– Нам тут крысы ни к чему.

Шипение и свист заставили Вагруса взвыть благим матом и вжаться в стену – на него ползли пять змей, голова каждой из них доходила до уровня его груди. Вагрус сдавленно застонал, и глаза его наполнились чистой паникой. При таком размере гадин было совершенно неважно, ядовиты они или нет, вцепятся в глотку – и ему конец.

Дышать, дышать спокойно и глубоко, не сорваться в истерику, тогда он ещё, возможно, справится и выберется. Нужно вспомнить, чему его учил Ричард, да и артефакты Вагрус с собой взял только лучшие.

Вагрус взмолился печати огня, нанесённой на его правую ладонь, и едва успел развернуть её в нужном направлении. Алхимическая руна скользнула к змеям и на полпути плавно опустилась на пол. Стена пламени вздыбилась между Вагрусом и ползучими тварями. Они рассерженно и беспокойно отпрянули, заскользили вдоль полыхающего барьера, ища хоть намёк на брешь, чтобы добраться до цели, на которую их науськали. Сияние в золотистых глазах и странный оттенок чешуи показывали, что это не простые пресмыкающиеся, а вызванные особым ритуалом, возможно, преобразованные из неорганической материи. Слуги Старатоса, должно быть, такие же безумные алхимики, как и он сам.

– Ничтожество. Я ненавижу таких трусов и подлецов, как ты. Мусор, зачем ты цепляешься за своё дрянное и никчемное прозябание? От клыков моих змей нет противоядия. Один укус – и ты будешь корчиться много часов.

В речи незнакомца слышалась неподдельная ярость, но ярость взвешенная и логически структурированная. Такие не забываются – они ставят себе цель и хладнокровно следуют к ней, даже если гнев пожирает их изнутри. Они умеют управлять им и подавлять его.

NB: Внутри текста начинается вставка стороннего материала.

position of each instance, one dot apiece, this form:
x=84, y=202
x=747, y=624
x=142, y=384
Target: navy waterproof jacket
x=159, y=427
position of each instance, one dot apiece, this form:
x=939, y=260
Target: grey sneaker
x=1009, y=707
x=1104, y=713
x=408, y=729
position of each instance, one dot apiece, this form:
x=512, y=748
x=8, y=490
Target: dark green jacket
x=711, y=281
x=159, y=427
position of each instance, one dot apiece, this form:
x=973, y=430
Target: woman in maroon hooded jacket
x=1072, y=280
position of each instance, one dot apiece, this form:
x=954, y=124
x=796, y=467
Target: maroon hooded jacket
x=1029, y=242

Вагрус развернулся на каблуках и бросился наутёк, куда угодно, лишь бы подальше от змей и их повелителя. Он даже не догадался, что, обитая здесь постоянно, незнакомец наверняка обнаружил все короткие пути и беспрепятственно догонит его.

– Я тебя не выпущу.

Наперерез Вагрусу шагнул худощавый юноша в очках. Он выглядел безобидным и чуть ли не хилым, но глаза… то же выражение, что Вагрус запомнил по первой встрече с Марион. Как будто он лишь имитировал жизнедеятельность, как будто был лишён души. Незнакомец действовал с целеустремлённостью механизма, как поезд, летящий по рельсам, как бур, вгрызающийся в землю. И эти зрачки, пронзающие насквозь и будто препарирующие любое создание или объект, но пустые и мёртвые – в них горело не живое трепещущее сияние эмоций и идей, а выхолощенный, почти электрический, машинный свет.

– Ты… тоже гомункул? Как Марион? – догадался Вагрус.

– Не сравнивай меня с этой ущербной особью, – поморщился явно наигранно, лишь изображая свойственную людям реакцию, парень. – Не знаю, сколько ещё она собирается заниматься маскарадом, но из нас не получится такой, как вы. Она достигла кризиса самопознания и пытается выйти из него так, но это никуда её не приведёт.

– Почём тебе знать?

Гомункул саркастично фыркнул. Очень старательно и почти правдоподобно.

– Мы инструменты. Как говорящий и смеющийся автоматический ковш или как заводная самоходная лодка, вдруг получившая способность наслаждаться звёздами и рассуждать о них.

– Инструменты рассчитаны на принесение пользы, – Вагрус изо всех сил напрягался, чтобы выторговать себе спасение, из кожи вон лез. – Какая выгода тебе от моей смерти, если я выступил за вас? Я не захотел оставаться среди слабаков, не видящих дальше своего носа, я желаю достичь большего, чем все они!

– Ты предал тех, кто доверился тебе. Статистика показывает, что любой, кто раз уже подвёл, совершит это снова. Как только кто-то покажется тебе внушительнее и перспективнее господина Старатоса – ты выдашь всё, что знаешь и о чём лишь предполагаешь, чтобы втереться в милость, и тебя приняли под тёплое крылышко. Ты несамодостаточное ничтожество, кормящееся подачками других. И, если ты думаешь, что я позволю тебе здесь бродить и портить атмосферу особняка своим зловонным дыханием – ты ошибаешься!